In the sprint planning meeting itself we go through each story or task in turn and decide whether or not it should be realised in this sprint. If stories are not clear to everyone we discuss them up to the point at which it is possible to sufficiently precisely assess the story. Any further clarification beyond that point is subject to a separate meeting. Furthermore, we decide if a story/task is to stay on the sprint list or is moved back into the backlog. Usually this happens by looking at its priority and at the sum of the already on this sprint allocated story points. It can well happen, that tasks with a lower priority are moved into the backlog again, when there are already enough tasks with a higher priority on the sprint list or if the panel comes to the decision that other tasks with a similar priority are “more important” and should be given precedence.
Although this may sound like haggling for priorities of tasks it is amazingly easy and uncomplicated. We hardly have any problems with the prioritisation of tasks, respectively with moving them in and out of the backlog. Our sprint planning meeting are time boxed at 1 hour, but usually they end after 30 – 45 minutes.
The daily meeting is the part of the Agile process that I like most. This is where the team meets with the business owner for a brief exchange. One gets to know the latest status of the tasks and what each team member is up to since the last meeting and also is planning to do till the next meeting. The daily meeting usually takes 10 – 15 minutes. It is not an exchange over in-depth technical details, in which the business owner would likely get lost. This is something for separate meetings or one-on-one meetings. Although this may sound easy, sometimes it is quite hard to keep focussed on the nitty-gritty without losing oneself in “tech talk”. This is something that the project manager (or ScrumMaster) should monitor and step in if necessary to bring the meeting back on track.

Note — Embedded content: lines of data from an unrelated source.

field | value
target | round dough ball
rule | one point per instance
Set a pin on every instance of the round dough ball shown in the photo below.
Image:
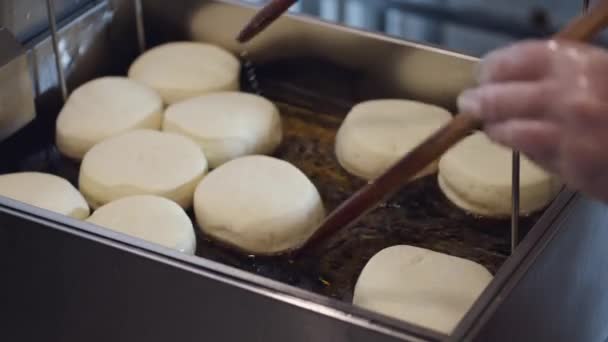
(151, 218)
(103, 108)
(44, 191)
(376, 134)
(227, 125)
(258, 204)
(476, 174)
(182, 70)
(419, 286)
(142, 162)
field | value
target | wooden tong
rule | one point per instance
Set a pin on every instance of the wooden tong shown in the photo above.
(367, 198)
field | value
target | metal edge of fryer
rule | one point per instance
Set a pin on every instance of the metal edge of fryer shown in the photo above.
(293, 295)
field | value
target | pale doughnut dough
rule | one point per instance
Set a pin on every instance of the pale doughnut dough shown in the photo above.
(181, 70)
(103, 108)
(227, 125)
(376, 134)
(476, 176)
(44, 191)
(419, 286)
(258, 204)
(151, 218)
(142, 162)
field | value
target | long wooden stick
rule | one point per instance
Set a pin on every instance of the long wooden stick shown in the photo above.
(367, 198)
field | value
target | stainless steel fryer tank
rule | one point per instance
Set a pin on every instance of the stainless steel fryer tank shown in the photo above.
(69, 281)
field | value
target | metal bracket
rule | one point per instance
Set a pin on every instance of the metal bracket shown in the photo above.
(16, 88)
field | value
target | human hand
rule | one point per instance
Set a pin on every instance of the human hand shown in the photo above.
(549, 100)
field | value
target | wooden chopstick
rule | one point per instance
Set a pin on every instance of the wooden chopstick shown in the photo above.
(367, 198)
(266, 16)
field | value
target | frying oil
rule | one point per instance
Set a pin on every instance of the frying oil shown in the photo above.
(250, 72)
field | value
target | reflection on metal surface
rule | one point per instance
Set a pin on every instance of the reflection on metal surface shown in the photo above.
(16, 91)
(28, 18)
(515, 201)
(139, 22)
(387, 67)
(50, 7)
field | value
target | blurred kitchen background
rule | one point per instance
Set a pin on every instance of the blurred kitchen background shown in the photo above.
(470, 26)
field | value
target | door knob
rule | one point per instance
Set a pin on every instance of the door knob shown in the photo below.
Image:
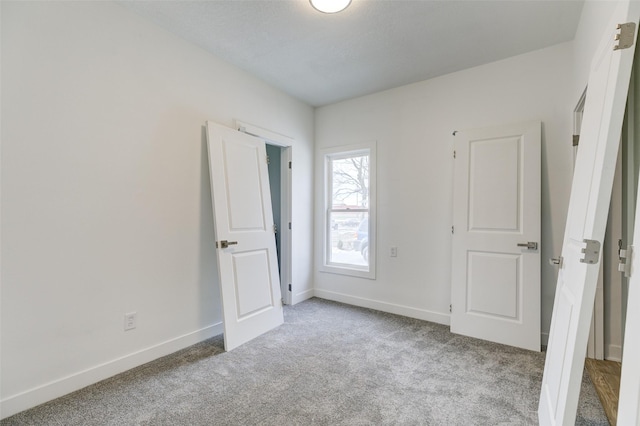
(529, 245)
(557, 261)
(225, 243)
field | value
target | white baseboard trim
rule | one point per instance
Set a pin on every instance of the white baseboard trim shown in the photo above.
(391, 308)
(301, 297)
(57, 388)
(544, 339)
(614, 353)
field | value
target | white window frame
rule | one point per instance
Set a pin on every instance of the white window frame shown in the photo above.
(328, 155)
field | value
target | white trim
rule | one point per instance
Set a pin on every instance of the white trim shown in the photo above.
(326, 155)
(272, 137)
(614, 353)
(302, 296)
(407, 311)
(286, 202)
(57, 388)
(544, 339)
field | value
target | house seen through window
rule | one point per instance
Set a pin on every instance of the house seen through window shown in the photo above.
(349, 238)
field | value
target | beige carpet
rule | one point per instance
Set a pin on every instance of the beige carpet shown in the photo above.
(329, 364)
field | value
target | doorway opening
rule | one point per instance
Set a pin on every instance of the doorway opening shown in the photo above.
(279, 154)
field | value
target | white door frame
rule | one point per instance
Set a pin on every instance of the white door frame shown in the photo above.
(586, 218)
(286, 201)
(595, 346)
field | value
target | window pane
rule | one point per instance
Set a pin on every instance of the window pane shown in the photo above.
(349, 232)
(350, 182)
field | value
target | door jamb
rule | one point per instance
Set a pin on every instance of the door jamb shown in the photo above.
(595, 345)
(286, 202)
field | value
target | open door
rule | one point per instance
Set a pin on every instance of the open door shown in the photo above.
(587, 216)
(495, 290)
(243, 222)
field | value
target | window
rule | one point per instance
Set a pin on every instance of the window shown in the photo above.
(350, 217)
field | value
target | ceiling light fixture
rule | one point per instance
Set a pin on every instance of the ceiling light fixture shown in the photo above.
(330, 6)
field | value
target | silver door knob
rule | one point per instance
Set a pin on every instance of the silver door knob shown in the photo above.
(556, 261)
(529, 245)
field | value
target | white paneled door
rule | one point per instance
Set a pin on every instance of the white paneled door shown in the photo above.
(495, 290)
(587, 217)
(245, 242)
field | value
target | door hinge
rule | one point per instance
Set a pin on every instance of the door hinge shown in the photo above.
(625, 257)
(591, 252)
(625, 36)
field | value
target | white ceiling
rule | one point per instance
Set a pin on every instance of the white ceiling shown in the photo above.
(374, 45)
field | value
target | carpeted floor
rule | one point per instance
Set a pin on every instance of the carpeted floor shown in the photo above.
(329, 364)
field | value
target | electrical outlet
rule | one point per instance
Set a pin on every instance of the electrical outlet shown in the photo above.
(130, 321)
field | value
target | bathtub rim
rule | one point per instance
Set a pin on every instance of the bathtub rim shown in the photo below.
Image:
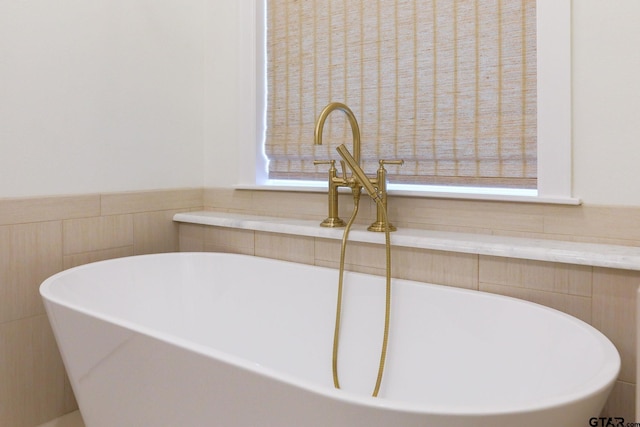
(601, 381)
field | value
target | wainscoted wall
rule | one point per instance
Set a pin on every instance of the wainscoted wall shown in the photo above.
(605, 298)
(41, 236)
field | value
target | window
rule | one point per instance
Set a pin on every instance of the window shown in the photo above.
(552, 119)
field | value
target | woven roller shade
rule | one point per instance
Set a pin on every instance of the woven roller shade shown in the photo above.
(448, 86)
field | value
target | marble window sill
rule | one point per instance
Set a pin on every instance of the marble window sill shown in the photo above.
(593, 254)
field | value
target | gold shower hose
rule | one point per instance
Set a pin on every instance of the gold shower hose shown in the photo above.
(336, 333)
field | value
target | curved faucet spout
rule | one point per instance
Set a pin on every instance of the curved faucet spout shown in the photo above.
(355, 129)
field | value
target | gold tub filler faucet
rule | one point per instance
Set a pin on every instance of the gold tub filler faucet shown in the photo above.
(377, 185)
(377, 190)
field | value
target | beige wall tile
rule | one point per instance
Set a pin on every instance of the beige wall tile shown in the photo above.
(285, 247)
(437, 267)
(621, 402)
(155, 232)
(441, 268)
(352, 267)
(191, 237)
(614, 313)
(87, 257)
(32, 375)
(29, 254)
(218, 239)
(593, 221)
(357, 253)
(576, 306)
(95, 234)
(39, 209)
(466, 214)
(537, 275)
(147, 201)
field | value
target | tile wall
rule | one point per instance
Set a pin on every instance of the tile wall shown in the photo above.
(41, 236)
(605, 298)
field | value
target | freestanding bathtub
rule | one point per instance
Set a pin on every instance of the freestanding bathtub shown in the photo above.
(211, 339)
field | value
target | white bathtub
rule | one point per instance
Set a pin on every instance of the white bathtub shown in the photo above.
(208, 339)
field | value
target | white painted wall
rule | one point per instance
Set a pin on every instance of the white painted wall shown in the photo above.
(111, 95)
(606, 101)
(100, 95)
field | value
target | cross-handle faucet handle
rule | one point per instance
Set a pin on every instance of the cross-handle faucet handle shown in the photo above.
(332, 168)
(325, 162)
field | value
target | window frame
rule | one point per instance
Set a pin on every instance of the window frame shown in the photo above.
(554, 114)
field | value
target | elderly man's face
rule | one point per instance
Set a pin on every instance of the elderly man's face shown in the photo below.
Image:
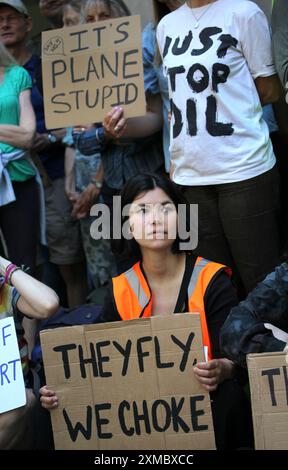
(52, 8)
(14, 27)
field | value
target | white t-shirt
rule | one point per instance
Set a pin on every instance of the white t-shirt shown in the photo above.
(217, 131)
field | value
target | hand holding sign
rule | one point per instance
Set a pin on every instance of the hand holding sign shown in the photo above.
(54, 46)
(210, 374)
(114, 123)
(12, 389)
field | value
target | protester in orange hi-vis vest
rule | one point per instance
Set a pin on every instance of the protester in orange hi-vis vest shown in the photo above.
(168, 279)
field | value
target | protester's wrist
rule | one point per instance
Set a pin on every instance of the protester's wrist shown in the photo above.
(100, 135)
(9, 272)
(4, 263)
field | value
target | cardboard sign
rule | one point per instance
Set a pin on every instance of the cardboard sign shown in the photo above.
(268, 376)
(129, 385)
(91, 68)
(12, 388)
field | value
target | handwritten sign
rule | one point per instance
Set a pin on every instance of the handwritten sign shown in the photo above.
(129, 385)
(89, 69)
(268, 376)
(12, 388)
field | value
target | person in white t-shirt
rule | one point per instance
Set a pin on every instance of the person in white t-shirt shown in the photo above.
(217, 55)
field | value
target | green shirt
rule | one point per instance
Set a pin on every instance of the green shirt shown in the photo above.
(16, 79)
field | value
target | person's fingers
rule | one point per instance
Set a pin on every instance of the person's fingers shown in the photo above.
(115, 118)
(210, 388)
(49, 402)
(45, 391)
(207, 381)
(213, 364)
(204, 373)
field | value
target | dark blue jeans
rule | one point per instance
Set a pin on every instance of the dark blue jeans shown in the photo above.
(19, 223)
(239, 225)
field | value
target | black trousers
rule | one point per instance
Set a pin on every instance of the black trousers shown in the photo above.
(232, 417)
(239, 225)
(19, 222)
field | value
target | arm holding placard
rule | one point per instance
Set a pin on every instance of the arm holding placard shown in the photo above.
(36, 300)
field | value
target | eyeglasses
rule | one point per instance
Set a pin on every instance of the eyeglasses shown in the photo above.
(11, 18)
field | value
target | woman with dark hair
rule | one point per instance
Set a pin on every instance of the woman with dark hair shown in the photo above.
(166, 280)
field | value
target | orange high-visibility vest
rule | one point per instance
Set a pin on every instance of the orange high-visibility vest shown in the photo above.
(134, 300)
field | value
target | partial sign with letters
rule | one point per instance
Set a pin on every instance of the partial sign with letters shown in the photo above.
(268, 376)
(12, 388)
(89, 69)
(129, 385)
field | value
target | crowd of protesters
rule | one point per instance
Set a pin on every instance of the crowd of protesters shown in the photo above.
(212, 135)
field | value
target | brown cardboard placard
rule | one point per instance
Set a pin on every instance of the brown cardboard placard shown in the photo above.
(268, 377)
(89, 69)
(132, 368)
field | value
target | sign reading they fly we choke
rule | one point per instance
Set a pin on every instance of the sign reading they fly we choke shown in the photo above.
(89, 69)
(129, 385)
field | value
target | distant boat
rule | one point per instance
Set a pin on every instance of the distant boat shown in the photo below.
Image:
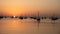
(54, 18)
(21, 17)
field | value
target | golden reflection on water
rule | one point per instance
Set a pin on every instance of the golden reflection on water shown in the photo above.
(17, 26)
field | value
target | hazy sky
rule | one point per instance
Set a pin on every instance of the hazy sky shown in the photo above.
(20, 7)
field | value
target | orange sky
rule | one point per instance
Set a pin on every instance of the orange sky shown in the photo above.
(19, 7)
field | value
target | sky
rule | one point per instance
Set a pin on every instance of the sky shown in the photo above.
(29, 7)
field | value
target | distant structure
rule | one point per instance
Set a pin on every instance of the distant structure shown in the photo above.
(1, 17)
(38, 18)
(54, 17)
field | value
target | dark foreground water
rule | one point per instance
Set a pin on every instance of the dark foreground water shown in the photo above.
(29, 26)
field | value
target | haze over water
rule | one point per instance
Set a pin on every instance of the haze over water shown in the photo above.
(29, 26)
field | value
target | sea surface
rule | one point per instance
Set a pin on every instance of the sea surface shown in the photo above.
(29, 26)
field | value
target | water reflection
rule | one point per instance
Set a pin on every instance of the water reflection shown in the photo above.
(28, 26)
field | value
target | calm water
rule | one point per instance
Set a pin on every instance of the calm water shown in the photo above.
(29, 26)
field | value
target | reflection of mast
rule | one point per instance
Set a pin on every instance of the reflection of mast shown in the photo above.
(38, 25)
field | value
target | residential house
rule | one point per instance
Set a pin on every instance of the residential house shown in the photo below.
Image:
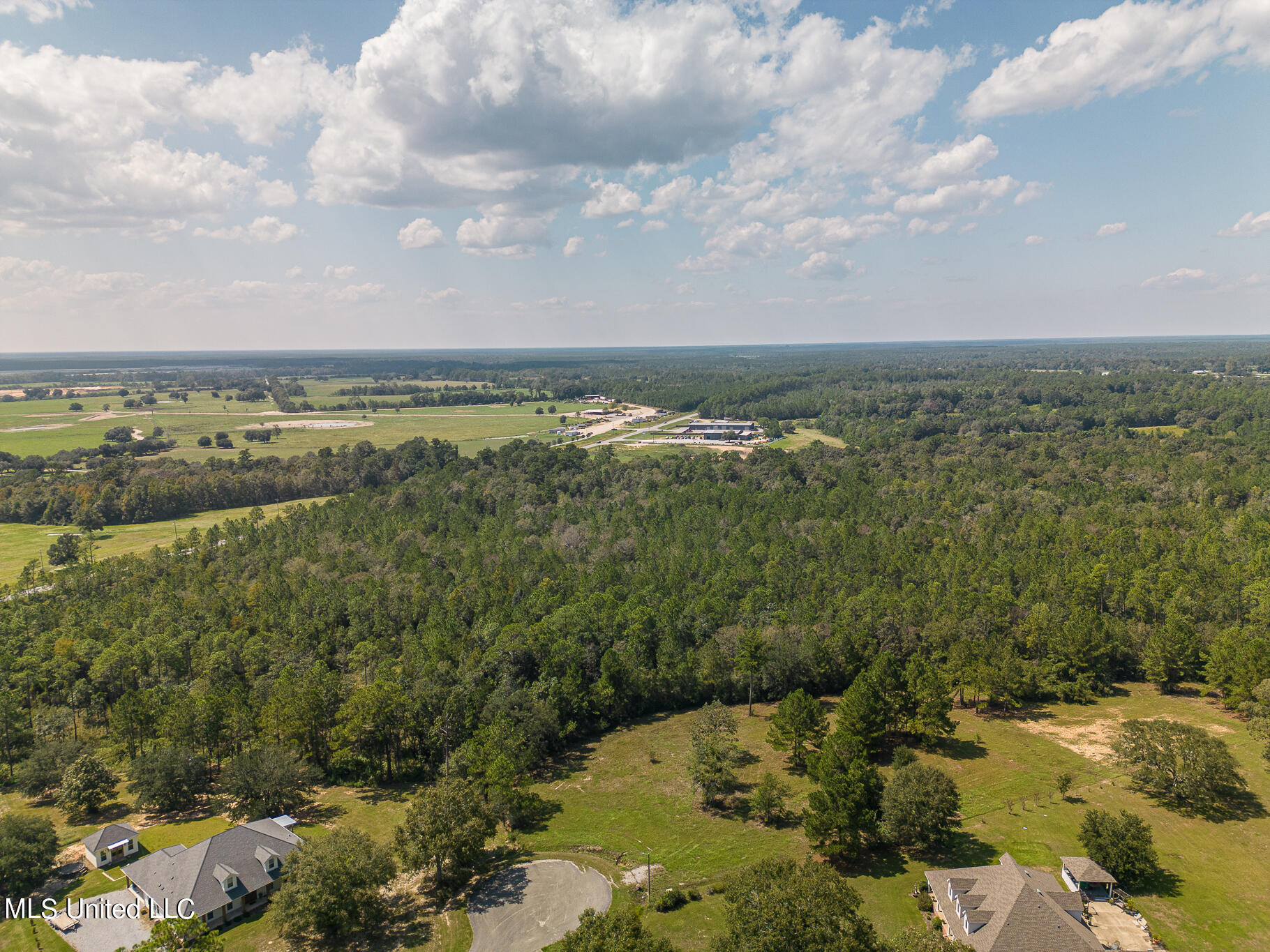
(110, 846)
(1010, 908)
(1082, 875)
(220, 879)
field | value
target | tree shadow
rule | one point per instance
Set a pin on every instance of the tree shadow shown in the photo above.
(319, 814)
(962, 749)
(962, 849)
(876, 865)
(565, 763)
(536, 813)
(1234, 806)
(375, 796)
(1163, 882)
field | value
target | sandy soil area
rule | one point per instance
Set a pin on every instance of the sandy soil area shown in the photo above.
(310, 424)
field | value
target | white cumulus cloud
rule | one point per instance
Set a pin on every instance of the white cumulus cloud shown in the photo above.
(822, 264)
(421, 234)
(1031, 192)
(264, 230)
(1129, 47)
(40, 10)
(1248, 226)
(1181, 278)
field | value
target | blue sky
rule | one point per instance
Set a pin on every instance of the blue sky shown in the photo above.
(451, 173)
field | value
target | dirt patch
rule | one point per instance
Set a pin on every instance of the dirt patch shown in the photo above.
(639, 875)
(310, 424)
(1091, 740)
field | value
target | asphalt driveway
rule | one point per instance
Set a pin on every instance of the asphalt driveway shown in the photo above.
(532, 905)
(98, 935)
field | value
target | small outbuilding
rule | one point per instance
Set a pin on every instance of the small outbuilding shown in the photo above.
(1082, 875)
(110, 846)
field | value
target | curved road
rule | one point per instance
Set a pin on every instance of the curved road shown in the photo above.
(532, 905)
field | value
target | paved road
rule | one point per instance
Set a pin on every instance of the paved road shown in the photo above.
(636, 435)
(535, 904)
(105, 935)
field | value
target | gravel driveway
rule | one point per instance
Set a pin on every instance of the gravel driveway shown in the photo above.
(108, 935)
(532, 905)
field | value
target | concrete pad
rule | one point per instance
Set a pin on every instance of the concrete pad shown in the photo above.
(1112, 924)
(96, 935)
(532, 905)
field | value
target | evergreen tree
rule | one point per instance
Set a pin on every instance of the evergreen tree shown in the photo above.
(842, 813)
(712, 753)
(799, 720)
(861, 713)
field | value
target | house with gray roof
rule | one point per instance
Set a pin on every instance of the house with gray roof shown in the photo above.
(1082, 875)
(1010, 908)
(220, 879)
(110, 846)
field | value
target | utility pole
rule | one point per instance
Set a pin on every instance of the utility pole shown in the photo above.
(648, 880)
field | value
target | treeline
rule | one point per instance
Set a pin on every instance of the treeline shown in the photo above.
(130, 492)
(486, 611)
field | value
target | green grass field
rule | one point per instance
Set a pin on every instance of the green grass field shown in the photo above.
(21, 543)
(45, 427)
(629, 792)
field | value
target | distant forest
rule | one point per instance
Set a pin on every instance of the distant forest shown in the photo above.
(1011, 529)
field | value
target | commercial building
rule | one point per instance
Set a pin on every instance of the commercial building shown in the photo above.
(723, 430)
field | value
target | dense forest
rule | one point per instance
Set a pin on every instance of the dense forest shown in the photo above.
(479, 613)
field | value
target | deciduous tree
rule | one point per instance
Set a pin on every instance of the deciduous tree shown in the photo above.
(334, 885)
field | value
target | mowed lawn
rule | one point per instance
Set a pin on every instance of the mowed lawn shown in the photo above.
(21, 543)
(629, 792)
(45, 427)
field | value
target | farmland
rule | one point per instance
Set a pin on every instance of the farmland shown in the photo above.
(43, 427)
(21, 543)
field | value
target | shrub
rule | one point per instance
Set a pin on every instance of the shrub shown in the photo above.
(671, 900)
(903, 757)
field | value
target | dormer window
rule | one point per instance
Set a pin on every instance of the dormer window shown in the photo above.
(226, 876)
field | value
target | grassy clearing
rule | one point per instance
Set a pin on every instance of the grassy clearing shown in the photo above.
(1171, 430)
(31, 936)
(627, 791)
(47, 425)
(21, 543)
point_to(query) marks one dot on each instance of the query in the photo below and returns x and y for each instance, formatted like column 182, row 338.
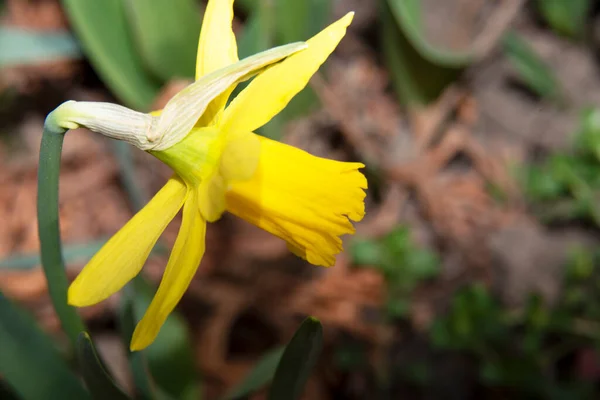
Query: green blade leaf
column 531, row 68
column 29, row 362
column 565, row 17
column 94, row 374
column 416, row 79
column 102, row 28
column 20, row 46
column 407, row 14
column 261, row 374
column 72, row 253
column 170, row 356
column 299, row 358
column 171, row 50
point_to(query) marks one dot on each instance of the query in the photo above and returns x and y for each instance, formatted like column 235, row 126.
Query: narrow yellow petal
column 183, row 263
column 211, row 197
column 240, row 156
column 217, row 47
column 306, row 200
column 272, row 90
column 123, row 256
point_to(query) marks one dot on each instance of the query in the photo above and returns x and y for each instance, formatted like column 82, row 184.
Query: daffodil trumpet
column 220, row 165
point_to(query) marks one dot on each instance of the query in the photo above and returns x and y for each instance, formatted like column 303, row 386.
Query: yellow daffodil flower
column 221, row 165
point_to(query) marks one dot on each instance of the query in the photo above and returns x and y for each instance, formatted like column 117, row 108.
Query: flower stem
column 48, row 228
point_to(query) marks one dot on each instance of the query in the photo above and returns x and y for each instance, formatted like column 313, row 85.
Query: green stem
column 48, row 228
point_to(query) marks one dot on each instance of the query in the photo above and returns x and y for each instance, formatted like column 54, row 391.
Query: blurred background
column 476, row 271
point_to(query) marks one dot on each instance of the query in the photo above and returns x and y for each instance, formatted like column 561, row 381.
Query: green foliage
column 567, row 185
column 521, row 349
column 126, row 44
column 259, row 376
column 402, row 264
column 30, row 363
column 169, row 359
column 94, row 374
column 20, row 46
column 565, row 17
column 169, row 51
column 272, row 23
column 419, row 71
column 299, row 358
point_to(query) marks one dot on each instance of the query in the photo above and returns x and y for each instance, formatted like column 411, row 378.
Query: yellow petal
column 211, row 197
column 306, row 200
column 217, row 48
column 183, row 263
column 123, row 256
column 240, row 156
column 271, row 91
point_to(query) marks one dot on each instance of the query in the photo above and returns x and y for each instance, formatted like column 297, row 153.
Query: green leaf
column 95, row 376
column 49, row 231
column 170, row 51
column 29, row 362
column 72, row 253
column 419, row 74
column 170, row 357
column 103, row 29
column 20, row 46
column 531, row 68
column 408, row 14
column 300, row 356
column 366, row 252
column 261, row 374
column 566, row 17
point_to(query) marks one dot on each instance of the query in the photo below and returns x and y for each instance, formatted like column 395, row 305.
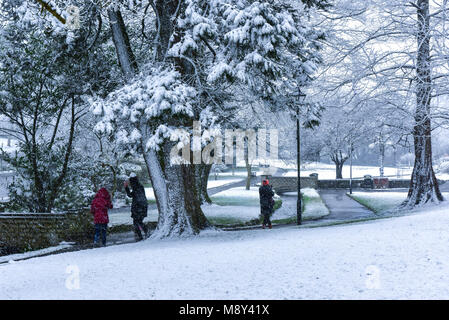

Our “dailies” are not organised in form of a “report to project management”. It may be that the project manager organises the meeting and also opens it. But from then on he is not the main person in charge, but rather a moderator. The main protagonists of the daily meeting are the developers who “report” to the other developers. They actively shape the meeting. No one waits until he is asked for his contribution. We rather go through the sprint list and everyone who feels like contributing to a given item is free to do so. Usually, we kick off with the items that have been closed since the last meeting, and continue to those that are in testing/review and then move over to those that are still in development before finally arriving at the question of who is going to pick up which new task. We also use the daily to point out as early as possible that certain tasks are in danger of not getting realised in the sprint, respectively to get new tasks onto the sprint and push others back when priorities have changed. In doing so, we take into account, that stories evolve over time and can change priority.
The highest priority for our team is to ensure that production runs smoothly. If there are disruptions, corrections have highest priority over anything else until they are resolved. Only then one can start to pick up the day-to-day business again. We have gotten into the habit of creating support tasks for every effort that takes more than 30 minutes. At first sight this may seem additional bureaucratic effort, but it has the advantage, that such tasks are documented and are transparent and visible to the business owner and/or other interested parties such as Change Management and/or Audit who will need to understand why certain tasks have not been completed on time or why certain measures have been taken to resolve a disruption to production. However, this does not mean that each team member has to scrupulously record his working time and account for each minute of his working time, but in certain situations this can be beneficial.